When I got there, I found two trees perfectly spaced so I could hang with my hammock parallel to and above a boulder field. It took me no more than 5 minutes to get set up. Since it was a clear, starlit night, I nixed the tarp and just strung up the hammock, threw my quilt inside and settled in for the night.
Truthfully, I had a really hard time falling asleep at first because of the incessant cicadas and katydids. They were so LOUD! and all around me. So, I pulled out a book and read by the light of my headlamp until I got used to the sound and felt tired enough to drift off.
As I layed there, I turned off my headlamp and looked to the left into the forest. It was pitch black and I couldn't see anything further than a couple of feet away. When I looked to the right, the starlight provided enough light that I could look over rolling mountains dabbled with specks of light from sparse camps below. Far in the distance, there was a dome of light over the town of Huntingdon, but it was far enough away that it didn't interrupt the feeling of isolation or my view of the stars. When I looked back into the woods, I felt lucky to be able to hang my hammock where I could see the stars and mountains instead of being holed up in a confining tent with walls around me and no visibility, even if I did step outside, without the artificial light of my headlamp.
I drifted in and out of sleep for the next two hours. At around 12:30am, I turned on my headlamp and looked into the woods toward my backpack laying on the ground. There was an adorable yellow-spotted salamander slowly climbing up the rocks and a 3-inch long millipede working its way along the ground. Then, I noticed the steady stream of large, black ants coming from deep in the forest directly to my backpack and then back into the forest. It looked like a scene from a jungle movie. The ants must have gotten a whiff of the oatmeal packets in the front pocket of my pack.
I just laughed and felt lucky once again to be able to observe all of these natural phenomena while basically floating above and out of the way. I reached down, picked up the backpack and swept the ants off of it before bringing the pack into the foot of my hammock, where it stayed for the rest of the night.

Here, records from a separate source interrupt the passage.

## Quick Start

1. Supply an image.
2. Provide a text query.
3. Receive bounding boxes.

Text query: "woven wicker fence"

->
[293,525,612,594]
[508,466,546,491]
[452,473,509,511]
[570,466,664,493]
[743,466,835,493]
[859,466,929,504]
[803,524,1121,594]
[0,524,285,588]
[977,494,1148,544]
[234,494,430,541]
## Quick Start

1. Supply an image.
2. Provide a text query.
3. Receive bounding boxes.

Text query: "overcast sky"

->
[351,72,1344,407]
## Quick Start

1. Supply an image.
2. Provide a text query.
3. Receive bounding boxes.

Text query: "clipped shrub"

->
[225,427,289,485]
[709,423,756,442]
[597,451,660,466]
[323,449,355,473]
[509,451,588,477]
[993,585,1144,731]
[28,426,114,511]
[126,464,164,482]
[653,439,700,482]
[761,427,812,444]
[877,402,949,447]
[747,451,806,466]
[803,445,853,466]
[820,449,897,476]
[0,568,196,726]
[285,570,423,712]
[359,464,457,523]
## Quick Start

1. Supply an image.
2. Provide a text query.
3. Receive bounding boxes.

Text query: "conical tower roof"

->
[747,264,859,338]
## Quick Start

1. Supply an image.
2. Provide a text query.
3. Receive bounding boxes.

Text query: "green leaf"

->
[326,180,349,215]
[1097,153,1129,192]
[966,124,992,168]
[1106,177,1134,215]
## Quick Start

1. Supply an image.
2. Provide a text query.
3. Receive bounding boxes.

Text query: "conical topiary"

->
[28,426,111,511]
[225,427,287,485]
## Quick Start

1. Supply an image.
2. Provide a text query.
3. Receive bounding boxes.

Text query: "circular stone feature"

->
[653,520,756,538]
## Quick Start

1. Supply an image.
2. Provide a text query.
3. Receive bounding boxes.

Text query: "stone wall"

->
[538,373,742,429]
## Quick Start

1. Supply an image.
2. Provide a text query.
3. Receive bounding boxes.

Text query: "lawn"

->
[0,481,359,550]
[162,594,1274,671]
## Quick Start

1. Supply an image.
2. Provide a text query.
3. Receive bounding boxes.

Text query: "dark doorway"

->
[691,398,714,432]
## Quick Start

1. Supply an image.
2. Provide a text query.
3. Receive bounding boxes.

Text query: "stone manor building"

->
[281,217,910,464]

At this point, I finally fell asleep for the rest of the night. I assumed that I would wake up with the crack of dawn, but I slept so soundly that I didn't open my eyes until around 7am! I was pleasantly surprised and felt very well-rested. I laid there for a while just admiring the view and feeling the cool breeze across my face before swinging my legs around to sit up and look over where I was and absorb the natural surroundings.
This was the first time in my life that I had woken up alone in the woods with uninterrupted nature surrounding me and it felt, in a word, amazing. I built a small fire, boiled some water for a cup of tea and some oatmeal to eat with an apple and relaxed for a bit before calling my wife and asking her to meet me at the drop-off point.

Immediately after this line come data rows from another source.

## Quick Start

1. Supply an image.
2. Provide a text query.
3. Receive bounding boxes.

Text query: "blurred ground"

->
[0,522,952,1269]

My run out of the woods was much easier in the daylight than it had been the night before and I had enough time to stop by an MST trail register to write a small note about my first overnight on the trail.
All-in-all, I couldn't have been happier with a quick trip that was poorly-planned, poorly executed, but completely successful and entirely enjoyable. I guess that’s another blessing of the hammock - it is so adaptable that if you screw up like I did and can’t find the campsite you thought was there, your options are practically unlimited and you might just end up in a better situation than the one you had planned!
Thanks to everyone on this website that encouraged me recently not to “go to ground!”